Abstract: Training vision or language models on large datasets can take days, if not weeks. We show that averaging the weights of the k latest checkpoints, each collected at the end of an epoch, can speed up the training progression in terms of loss and accuracy by dozens of epochs, corresponding to time savings up to ~68 and ~30 GPU hours when training a ResNet50 on ImageNet and RoBERTa-Base model on WikiText-103, respectively. We also provide the code and model checkpoint trajectory to reproduce the results and facilitate research on reusing historical weights for faster convergence.

Comments

IdentifiableParam t1_ir31zjs wrote on October 4, 2022 at 11:32 PM

Weird that this paper didn't seem to cite https://arxiv.org/abs/1409.4842v1 which also used Polyak averaging on models trained on ImageNet.

jeankaddour t1_ir4vnnv wrote on October 5, 2022 at 11:03 AM

Hi, the author here. Thank you for your comment.

While I was aware of GoogLeNet, I didn't read the paper in enough detail to know that they used Polyak averaging too. Thank you for making me aware of it. I'm happy to cite it in the next paper version.

However, the only time they mention averaging is:

Polyak averaging [13] was used to create the final model used at inference time.

My goal with the paper was to study the empirical convergence speed-ups in more detail and be precise about how averaging is used, not claiming to be the first one who applies some sort of averaging to improve the model's final performance (there are plenty of papers that do that already, e.g., the SWA paper mentioned in the related work section).

EDIT: Added the citation to the new version!

bernhard-lehner t1_ir43bht wrote on October 5, 2022 at 4:44 AM

Yeah, thats hardly a novel approach...but I have to admit that I also could spend more time looking if anyone else have had the same idea I'm trying at the moment. We really need "Schmidhuber as a Service" :)

jeankaddour t1_ir4vzq6 wrote on October 5, 2022 at 11:07 AM

Hi, the author here. Thank you for your comment.

My goal with the paper was not to present weight averaging as a novel approach; rather, to study the empirical convergence speed-ups in more detail.
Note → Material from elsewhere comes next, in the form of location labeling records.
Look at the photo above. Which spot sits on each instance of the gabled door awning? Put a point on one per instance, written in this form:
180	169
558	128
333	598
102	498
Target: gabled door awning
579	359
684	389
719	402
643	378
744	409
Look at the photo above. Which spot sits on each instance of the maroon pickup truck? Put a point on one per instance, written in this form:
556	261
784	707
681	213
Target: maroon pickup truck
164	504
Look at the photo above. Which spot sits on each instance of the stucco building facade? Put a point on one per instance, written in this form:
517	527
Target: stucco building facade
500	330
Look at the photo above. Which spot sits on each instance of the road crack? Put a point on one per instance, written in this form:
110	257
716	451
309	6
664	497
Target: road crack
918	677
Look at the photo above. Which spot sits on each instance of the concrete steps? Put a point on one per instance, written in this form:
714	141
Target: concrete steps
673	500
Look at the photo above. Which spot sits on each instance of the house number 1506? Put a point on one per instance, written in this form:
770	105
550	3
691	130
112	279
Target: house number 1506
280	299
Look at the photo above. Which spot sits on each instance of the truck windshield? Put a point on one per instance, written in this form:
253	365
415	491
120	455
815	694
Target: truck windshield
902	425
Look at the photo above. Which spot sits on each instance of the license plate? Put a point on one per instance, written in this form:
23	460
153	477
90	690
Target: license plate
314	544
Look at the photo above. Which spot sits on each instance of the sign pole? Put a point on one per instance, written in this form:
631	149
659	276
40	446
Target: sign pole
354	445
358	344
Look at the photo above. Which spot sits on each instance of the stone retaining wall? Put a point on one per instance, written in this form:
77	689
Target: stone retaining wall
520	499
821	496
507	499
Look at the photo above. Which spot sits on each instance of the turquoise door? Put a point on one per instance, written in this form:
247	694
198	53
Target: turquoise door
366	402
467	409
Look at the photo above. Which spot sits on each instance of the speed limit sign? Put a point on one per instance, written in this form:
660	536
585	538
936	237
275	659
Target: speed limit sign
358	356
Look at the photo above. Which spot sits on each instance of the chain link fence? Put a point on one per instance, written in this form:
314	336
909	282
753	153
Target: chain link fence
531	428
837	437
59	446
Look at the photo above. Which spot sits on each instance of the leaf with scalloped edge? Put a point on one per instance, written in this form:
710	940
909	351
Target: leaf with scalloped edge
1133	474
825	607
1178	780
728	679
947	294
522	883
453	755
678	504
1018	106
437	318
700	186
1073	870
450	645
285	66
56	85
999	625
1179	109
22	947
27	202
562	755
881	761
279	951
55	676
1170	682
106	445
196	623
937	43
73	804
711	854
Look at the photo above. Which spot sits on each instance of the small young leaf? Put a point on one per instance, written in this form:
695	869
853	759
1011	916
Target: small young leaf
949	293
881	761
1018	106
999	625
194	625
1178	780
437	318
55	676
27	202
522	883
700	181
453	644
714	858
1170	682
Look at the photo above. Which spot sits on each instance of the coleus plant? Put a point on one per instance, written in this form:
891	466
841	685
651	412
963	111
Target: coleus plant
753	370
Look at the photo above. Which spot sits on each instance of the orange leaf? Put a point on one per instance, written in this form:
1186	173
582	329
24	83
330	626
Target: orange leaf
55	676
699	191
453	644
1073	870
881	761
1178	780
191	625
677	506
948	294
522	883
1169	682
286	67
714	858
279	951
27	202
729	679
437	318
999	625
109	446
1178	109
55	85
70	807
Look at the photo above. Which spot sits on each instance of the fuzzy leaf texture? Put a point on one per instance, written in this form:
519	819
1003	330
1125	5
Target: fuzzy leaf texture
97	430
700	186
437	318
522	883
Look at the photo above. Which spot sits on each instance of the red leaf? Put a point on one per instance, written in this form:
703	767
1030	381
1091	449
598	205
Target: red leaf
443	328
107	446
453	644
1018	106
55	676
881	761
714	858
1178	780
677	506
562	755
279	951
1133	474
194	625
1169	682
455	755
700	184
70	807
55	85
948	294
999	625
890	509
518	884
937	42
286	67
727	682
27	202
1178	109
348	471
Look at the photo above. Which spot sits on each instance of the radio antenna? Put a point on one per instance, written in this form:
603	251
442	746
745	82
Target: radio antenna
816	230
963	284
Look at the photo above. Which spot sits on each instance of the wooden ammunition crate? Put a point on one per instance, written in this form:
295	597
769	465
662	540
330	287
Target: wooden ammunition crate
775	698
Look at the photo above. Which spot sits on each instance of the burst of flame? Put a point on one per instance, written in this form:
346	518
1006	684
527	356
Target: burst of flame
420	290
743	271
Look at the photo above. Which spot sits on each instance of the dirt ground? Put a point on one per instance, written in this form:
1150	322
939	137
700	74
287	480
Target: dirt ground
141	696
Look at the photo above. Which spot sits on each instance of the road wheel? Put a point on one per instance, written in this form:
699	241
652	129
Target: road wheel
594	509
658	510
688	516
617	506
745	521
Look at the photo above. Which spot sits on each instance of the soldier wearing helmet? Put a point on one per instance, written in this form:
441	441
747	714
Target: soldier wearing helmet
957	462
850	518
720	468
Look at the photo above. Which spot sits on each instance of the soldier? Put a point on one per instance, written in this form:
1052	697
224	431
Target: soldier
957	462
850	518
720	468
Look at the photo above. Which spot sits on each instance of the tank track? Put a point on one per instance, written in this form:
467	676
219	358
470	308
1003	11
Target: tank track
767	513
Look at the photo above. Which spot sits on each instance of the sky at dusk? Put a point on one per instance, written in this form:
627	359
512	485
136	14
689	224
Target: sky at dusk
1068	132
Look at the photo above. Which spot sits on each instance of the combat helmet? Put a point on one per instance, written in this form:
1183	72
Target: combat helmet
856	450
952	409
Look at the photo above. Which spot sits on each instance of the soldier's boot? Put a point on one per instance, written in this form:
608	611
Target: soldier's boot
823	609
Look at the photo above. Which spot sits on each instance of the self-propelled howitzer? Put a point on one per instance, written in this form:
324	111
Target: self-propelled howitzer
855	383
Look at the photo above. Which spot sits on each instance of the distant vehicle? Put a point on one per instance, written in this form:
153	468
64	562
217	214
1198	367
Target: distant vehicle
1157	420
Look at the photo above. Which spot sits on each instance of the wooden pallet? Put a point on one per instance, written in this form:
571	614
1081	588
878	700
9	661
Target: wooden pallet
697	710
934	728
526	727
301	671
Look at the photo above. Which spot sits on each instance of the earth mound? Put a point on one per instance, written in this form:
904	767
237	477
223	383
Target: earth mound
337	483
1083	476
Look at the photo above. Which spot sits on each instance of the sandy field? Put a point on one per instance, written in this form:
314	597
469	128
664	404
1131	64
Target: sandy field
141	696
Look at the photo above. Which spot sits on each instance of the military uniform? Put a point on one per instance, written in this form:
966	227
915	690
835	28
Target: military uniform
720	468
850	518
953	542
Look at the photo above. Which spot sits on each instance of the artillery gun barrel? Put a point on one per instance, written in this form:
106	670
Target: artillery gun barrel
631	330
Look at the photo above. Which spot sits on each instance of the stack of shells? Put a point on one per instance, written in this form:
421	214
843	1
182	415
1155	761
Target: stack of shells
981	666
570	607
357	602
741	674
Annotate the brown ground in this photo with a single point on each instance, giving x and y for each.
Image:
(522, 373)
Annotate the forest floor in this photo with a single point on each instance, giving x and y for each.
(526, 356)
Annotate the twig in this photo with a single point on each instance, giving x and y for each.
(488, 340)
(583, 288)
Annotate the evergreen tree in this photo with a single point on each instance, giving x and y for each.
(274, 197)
Please have a look at the related work section where I discuss previous works using weight averaging, and feel free to let me know if I missed one that focuses on speedups.

jeankaddour t1_irdv4a9 wrote on October 7, 2022 at 8:57 AM

Thanks again for this pointer; this citation has now been added to the today-announced version.

TheInfelicitousDandy t1_ir53amf wrote on October 5, 2022 at 12:20 PM

Why Roberta on Wiki103? Wiki103 is generally used as a benchmark for training autoregressive language models, not MLM models.

jeankaddour t1_ir5iybp wrote on October 5, 2022 at 2:22 PM

Hi, the author here. Thanks for your interest!

I simply followed the RoBERTa pre-training script provided by fairseq, which happened to use Wiki103. Is there a reason why Wiki103 would be less suited for MLM than for AR models?

TheInfelicitousDandy t1_ir5syrj wrote on October 5, 2022 at 3:30 PM

It's not really about being suitable, but rather it doesn't follow standard evaluation set-ups. In general, MLM models are trained on some version of book corpus + a wiki dump (and each model tends to use their own version which makes comparisons hard). As such, RoBERTa is really meant to be trained on much more data. That training recipe only uses Wiki103 because it is smallish and easily available. 1) By training on a smaller dataset, you risk introducing a bunch of issues like overfitting and not being hyper-parameter tuned, which for an optimization paper, are kind of important. 2) It also means I can't easily compare it to previous works despite knowing the literature well. I'm pretty sure that a PPL of 4 is really high for a bidirectional model (even if its very low when considering an autoregressive model) 3) PPL isn't even valid for a bidirectional model since it doesn't form a valid probability over a sequence.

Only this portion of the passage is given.